Porra’s (1996, 1999, 2010) theory suggests that when humans bond with their computers in addition to (or instead of) other humans, the result is a variation of the human colony she calls an information colony. Porra proposes that humans form bonds with their CBISs as easily as if these were other human beings and provides a theory and mechanism of how this may alter the social evolution of humanness and the future of the species.

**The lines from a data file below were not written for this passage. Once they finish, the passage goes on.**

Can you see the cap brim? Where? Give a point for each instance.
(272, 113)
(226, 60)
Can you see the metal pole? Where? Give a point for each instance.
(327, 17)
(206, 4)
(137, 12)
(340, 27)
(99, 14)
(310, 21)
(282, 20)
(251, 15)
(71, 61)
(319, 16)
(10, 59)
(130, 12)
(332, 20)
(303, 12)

In nature, colonies have shown to have remarkable survival value. This type of systemic way of living together started 3 billion years ago. Humans are the only species that is actively attempting to create a digital version of itself to bond with, so we don’t yet know what the long-term impact of bonding with machines might be on the evolution of a species. There is little research on how information colonies might change the social evolution of humanness outside Porra and Parks’s (2006) relatively short-term study of high school student groups bonding via their lap top computers. A famous case study on Marcos Rodŕiguez Pantoja, a feral child who lived with wolves until brought back to civilization (Janer Manilla 1979) suggests, however, that disrupting human bonding with other humans may indeed impact our humanness. Reportedly, Pantoja had great difficulties adjusting to human life; was disappointed in human nature and longed to go back to living with wolves in the mountains. Porra’s colonial systems theory suggests that choices humans make on their life companions - whether living beings or machines – can have a significant impact on the fundamental characteristics of our species and alter humanity’s future over generations in largely unknown ways. Mahroof et al.’s (2018) study on technology’s impact on the next generation suggests that technology can steer children away from cultural inter-reliance toward technology centered independence.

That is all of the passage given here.